Es war fast schon bezeichnend, dass außer den Pressevertretern und Verwaltungsmitarbeitern kein einziger Bürger im Saal des Josefshauses zugegen war, als dieses Bündel an Steuer- und Gebührenerhöhungen beschlossen wurde. Offensichtlich wollte sich das keiner mit Rücksicht auf den eigenen Blutdruck geben. Dass diese Maßnahmen kommen werden, war seit der ersten Besprechung des Haushalts 2022 angesichts drohender Lücken abzusehen. Und dass nach zehn Jahren mal wieder Erhöhungen anstehen können auch.
Dennoch – es ist ein Pfund, das jetzt auf die Bürger und Gewerbetreibenden zukommt. Zusätzlich zu Corona-Einbußen durch Kurzarbeit und Einnahmeausfälle, zusätzlich zu den enorm steigenden Sprit- und Energiekosten.
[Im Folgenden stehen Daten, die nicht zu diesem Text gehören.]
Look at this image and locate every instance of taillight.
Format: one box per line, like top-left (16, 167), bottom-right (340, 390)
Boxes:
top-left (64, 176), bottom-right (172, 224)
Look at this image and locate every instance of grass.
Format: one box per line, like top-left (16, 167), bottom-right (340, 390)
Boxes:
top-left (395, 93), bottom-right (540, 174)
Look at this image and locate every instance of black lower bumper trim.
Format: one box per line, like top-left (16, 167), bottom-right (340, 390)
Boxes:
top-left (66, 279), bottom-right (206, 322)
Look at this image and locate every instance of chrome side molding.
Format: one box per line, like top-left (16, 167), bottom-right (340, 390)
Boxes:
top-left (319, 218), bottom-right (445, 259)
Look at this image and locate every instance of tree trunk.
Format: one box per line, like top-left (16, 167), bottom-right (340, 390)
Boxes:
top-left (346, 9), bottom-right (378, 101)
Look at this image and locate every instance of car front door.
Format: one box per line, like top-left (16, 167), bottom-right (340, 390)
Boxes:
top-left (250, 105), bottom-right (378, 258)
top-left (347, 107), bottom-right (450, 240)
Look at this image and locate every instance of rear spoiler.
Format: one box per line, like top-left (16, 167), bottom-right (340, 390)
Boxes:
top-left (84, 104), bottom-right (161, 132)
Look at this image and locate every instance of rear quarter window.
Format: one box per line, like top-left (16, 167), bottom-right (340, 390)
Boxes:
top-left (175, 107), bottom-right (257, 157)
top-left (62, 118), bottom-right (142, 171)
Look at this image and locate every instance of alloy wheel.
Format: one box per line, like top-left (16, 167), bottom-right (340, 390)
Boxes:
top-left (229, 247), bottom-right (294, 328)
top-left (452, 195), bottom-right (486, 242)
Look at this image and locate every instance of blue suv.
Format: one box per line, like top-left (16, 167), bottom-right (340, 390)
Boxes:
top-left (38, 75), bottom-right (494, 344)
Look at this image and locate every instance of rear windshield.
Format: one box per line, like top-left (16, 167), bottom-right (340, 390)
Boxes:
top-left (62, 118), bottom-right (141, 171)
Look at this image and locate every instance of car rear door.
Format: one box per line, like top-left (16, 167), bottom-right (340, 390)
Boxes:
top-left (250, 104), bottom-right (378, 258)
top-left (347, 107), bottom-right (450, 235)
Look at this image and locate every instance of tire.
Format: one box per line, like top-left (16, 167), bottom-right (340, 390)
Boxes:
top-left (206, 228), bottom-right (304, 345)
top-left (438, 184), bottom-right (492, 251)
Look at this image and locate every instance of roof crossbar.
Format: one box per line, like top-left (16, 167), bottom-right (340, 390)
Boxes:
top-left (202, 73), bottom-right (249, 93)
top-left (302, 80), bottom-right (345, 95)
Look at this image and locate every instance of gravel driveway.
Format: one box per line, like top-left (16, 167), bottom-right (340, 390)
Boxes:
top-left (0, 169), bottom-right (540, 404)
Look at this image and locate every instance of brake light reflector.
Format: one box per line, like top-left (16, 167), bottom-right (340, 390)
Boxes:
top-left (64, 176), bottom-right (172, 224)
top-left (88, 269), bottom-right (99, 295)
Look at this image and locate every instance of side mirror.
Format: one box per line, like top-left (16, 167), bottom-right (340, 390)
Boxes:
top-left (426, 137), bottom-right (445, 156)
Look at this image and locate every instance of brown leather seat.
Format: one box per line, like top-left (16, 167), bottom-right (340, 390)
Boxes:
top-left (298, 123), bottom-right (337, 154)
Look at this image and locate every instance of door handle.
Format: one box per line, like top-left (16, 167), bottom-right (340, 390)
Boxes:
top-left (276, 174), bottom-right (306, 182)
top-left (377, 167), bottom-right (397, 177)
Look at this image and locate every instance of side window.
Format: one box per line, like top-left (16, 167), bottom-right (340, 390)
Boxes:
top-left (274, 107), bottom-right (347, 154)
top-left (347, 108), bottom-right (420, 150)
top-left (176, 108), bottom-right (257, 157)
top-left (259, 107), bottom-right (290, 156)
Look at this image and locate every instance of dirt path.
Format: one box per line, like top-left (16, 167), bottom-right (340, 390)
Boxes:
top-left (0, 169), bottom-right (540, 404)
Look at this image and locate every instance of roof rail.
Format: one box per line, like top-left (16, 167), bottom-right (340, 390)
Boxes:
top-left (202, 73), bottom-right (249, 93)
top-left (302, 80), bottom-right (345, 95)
Jetzt werden unweigerlich die Diskussionen aufkommen, wie sich die Stadt auf der einen Seite Millionenprojekte wie den Umbau des Rothacker’schen Hauses und eventuell die futuristsche Brücke zum Pfaudler-Areal leisten kann und andererseits die Steuern erhöhen muss. Sicher, das eine wird zumindest teilweise aus den stattlichen Rücklagen finanziert, die in dem neuen unsäglichen Haushaltssystem (das nur absolute Experten verstehen) Zahlungsmittelbestand heißt. Und bei der anderen „Baustelle“ geht es um die laufenden jährlichen städtischen Ausgaben, die kontinuierlich zum Teil stark gestiegen sind – man denke nur an die Kinderbetreuungskosten. Dafür dürfen die Rücklagen eben nicht herhalten.
Doch es wird – auch wenn dem Gemeinderat keine andere Wahl blieb – viel Erklärungsbedarf geben bei denen, die jetzt tiefer in die Tasche greifen müssen. Denn die Grundsteuererhöhung trifft alle – auch die Mieter. Hier ein paar Euro mehr für die Wohnung, dort ein paar für die Kita oder die Kernzeit, den Anwohnerparkausweis – das läppert sich. Ganz zu schweigen von „Fiffi“, dem Familienhund oder treuen Begleiter der alleinstehenden Seniorin. Hoffentlich wandert da nicht der eine oder andere Vierbeiner deswegen ins Tierheim – die haben schon genug an Corona-Rückläufern.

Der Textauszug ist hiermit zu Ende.